Una scala a piuoli conduceva, per una botola, alla stanza superiore.

Ziu Tòmas chiamò ancora “ohè, gente„ e poiché nessuno rispondeva salì con diffidenza la scaletta e mise la testa entro la botola. Vide un’altra stanzaccia, non meno squallida della prima: dalle pareti, gialle per il fumo, pendevano molti quadretti con la cornice nera; fra due casse, una nera e l’altra rossiccia, scolpite con arte primitiva, sorgeva un letto di legno a baldacchino, privo di tende, e su questo letto, coperto da una coltre di lana gialla, giaceva una donna addormentata.

Sopra una cassa stava un cestino di canne colmo di lana nera scardassata; accanto al cestino un piatto di stagno con alcune monete di rame e d’argento.

Ziu Tòmas esitò ancora, prima di entrare. Era questa Nanascia, la famosa maga?
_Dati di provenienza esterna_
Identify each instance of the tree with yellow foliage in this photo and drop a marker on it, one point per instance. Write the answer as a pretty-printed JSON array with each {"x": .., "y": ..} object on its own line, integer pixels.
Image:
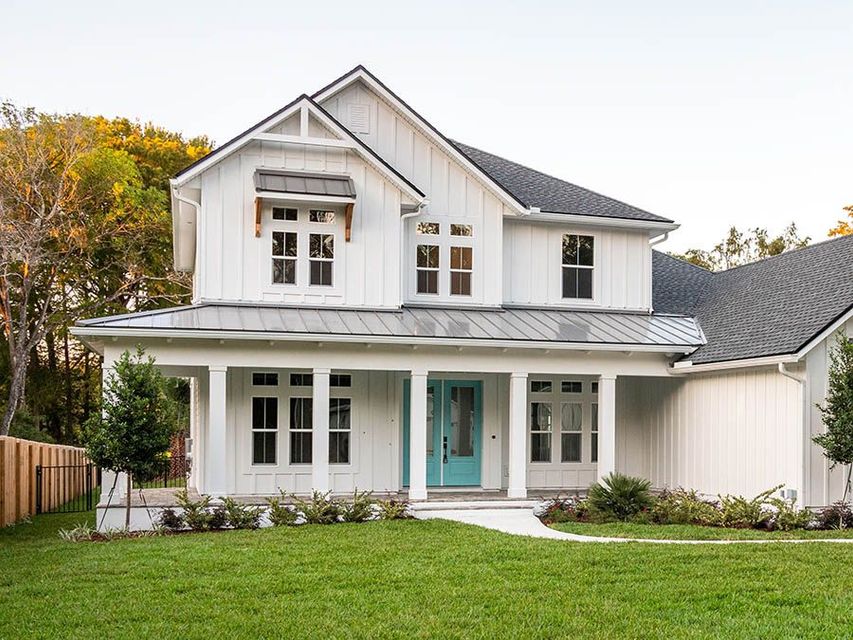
[{"x": 844, "y": 227}]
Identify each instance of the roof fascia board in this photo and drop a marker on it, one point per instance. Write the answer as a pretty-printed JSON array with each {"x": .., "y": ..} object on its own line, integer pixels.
[
  {"x": 310, "y": 141},
  {"x": 237, "y": 142},
  {"x": 827, "y": 332},
  {"x": 360, "y": 73},
  {"x": 116, "y": 332},
  {"x": 599, "y": 221},
  {"x": 367, "y": 154}
]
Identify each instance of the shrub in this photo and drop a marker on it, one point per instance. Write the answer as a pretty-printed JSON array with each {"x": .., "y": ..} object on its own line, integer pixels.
[
  {"x": 360, "y": 509},
  {"x": 171, "y": 520},
  {"x": 620, "y": 496},
  {"x": 241, "y": 516},
  {"x": 787, "y": 516},
  {"x": 836, "y": 516},
  {"x": 280, "y": 514},
  {"x": 684, "y": 507},
  {"x": 196, "y": 513},
  {"x": 393, "y": 509},
  {"x": 319, "y": 509},
  {"x": 740, "y": 513}
]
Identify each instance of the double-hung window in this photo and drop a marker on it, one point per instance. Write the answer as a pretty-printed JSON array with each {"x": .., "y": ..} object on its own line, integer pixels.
[
  {"x": 284, "y": 254},
  {"x": 428, "y": 257},
  {"x": 339, "y": 430},
  {"x": 578, "y": 257},
  {"x": 444, "y": 259},
  {"x": 264, "y": 430},
  {"x": 321, "y": 257},
  {"x": 540, "y": 431},
  {"x": 301, "y": 425},
  {"x": 302, "y": 250}
]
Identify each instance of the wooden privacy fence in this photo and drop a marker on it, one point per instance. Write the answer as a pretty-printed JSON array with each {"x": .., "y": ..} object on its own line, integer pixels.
[{"x": 18, "y": 462}]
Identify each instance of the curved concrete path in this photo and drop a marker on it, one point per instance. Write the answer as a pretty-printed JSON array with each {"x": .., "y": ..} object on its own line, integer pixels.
[{"x": 522, "y": 522}]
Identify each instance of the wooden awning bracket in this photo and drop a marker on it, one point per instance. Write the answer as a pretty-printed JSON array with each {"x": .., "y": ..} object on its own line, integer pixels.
[
  {"x": 348, "y": 217},
  {"x": 257, "y": 217}
]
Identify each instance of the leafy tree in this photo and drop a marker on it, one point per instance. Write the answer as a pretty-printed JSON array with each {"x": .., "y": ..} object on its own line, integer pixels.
[
  {"x": 117, "y": 188},
  {"x": 837, "y": 410},
  {"x": 739, "y": 248},
  {"x": 134, "y": 430},
  {"x": 844, "y": 227}
]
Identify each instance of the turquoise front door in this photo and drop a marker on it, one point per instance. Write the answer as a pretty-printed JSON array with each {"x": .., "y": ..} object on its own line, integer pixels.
[{"x": 454, "y": 432}]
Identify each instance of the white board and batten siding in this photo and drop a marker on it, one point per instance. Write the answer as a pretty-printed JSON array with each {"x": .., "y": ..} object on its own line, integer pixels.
[
  {"x": 533, "y": 258},
  {"x": 732, "y": 432},
  {"x": 234, "y": 265},
  {"x": 456, "y": 196},
  {"x": 826, "y": 485}
]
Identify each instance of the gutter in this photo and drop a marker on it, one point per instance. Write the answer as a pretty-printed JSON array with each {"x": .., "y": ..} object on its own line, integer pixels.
[{"x": 176, "y": 223}]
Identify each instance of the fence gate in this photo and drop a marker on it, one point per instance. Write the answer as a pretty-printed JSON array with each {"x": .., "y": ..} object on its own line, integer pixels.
[{"x": 67, "y": 488}]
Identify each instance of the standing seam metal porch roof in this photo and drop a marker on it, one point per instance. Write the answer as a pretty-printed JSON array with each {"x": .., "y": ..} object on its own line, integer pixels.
[{"x": 513, "y": 324}]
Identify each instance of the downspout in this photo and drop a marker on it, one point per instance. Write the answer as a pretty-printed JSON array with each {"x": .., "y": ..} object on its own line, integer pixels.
[
  {"x": 420, "y": 206},
  {"x": 801, "y": 441}
]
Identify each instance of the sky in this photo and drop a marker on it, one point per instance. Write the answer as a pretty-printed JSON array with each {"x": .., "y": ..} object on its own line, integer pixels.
[{"x": 713, "y": 114}]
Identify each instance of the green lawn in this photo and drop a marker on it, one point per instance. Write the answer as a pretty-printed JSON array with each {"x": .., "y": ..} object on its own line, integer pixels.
[
  {"x": 691, "y": 532},
  {"x": 413, "y": 579}
]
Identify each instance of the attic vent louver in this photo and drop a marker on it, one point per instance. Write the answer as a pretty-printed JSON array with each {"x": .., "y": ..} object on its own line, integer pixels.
[{"x": 359, "y": 118}]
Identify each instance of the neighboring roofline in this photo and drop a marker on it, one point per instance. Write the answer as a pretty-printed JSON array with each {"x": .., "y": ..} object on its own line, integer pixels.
[
  {"x": 244, "y": 138},
  {"x": 361, "y": 72},
  {"x": 686, "y": 366},
  {"x": 83, "y": 331},
  {"x": 660, "y": 219},
  {"x": 826, "y": 332}
]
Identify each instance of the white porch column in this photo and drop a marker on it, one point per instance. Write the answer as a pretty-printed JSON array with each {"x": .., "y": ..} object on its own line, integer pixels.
[
  {"x": 217, "y": 445},
  {"x": 606, "y": 426},
  {"x": 517, "y": 486},
  {"x": 417, "y": 436},
  {"x": 320, "y": 427}
]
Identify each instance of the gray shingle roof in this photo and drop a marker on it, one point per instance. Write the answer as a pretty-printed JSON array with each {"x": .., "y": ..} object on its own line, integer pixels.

Non sembrava vecchia, come gliel’avevano descritta: era pallidissima in viso, con gli occhi socchiusi, vitrei, le bocca stretta, i capelli grigi arruffati, uscenti da una cuffia nera che circondava come d’un’aureola funebre quel viso cadaverico: ma il suo corpo era quello d’una donna ancora giovane, col petto abbondante, il collo bianco, le mani, abbandonate sulla ruvida coperta gialla, piccole e grasse.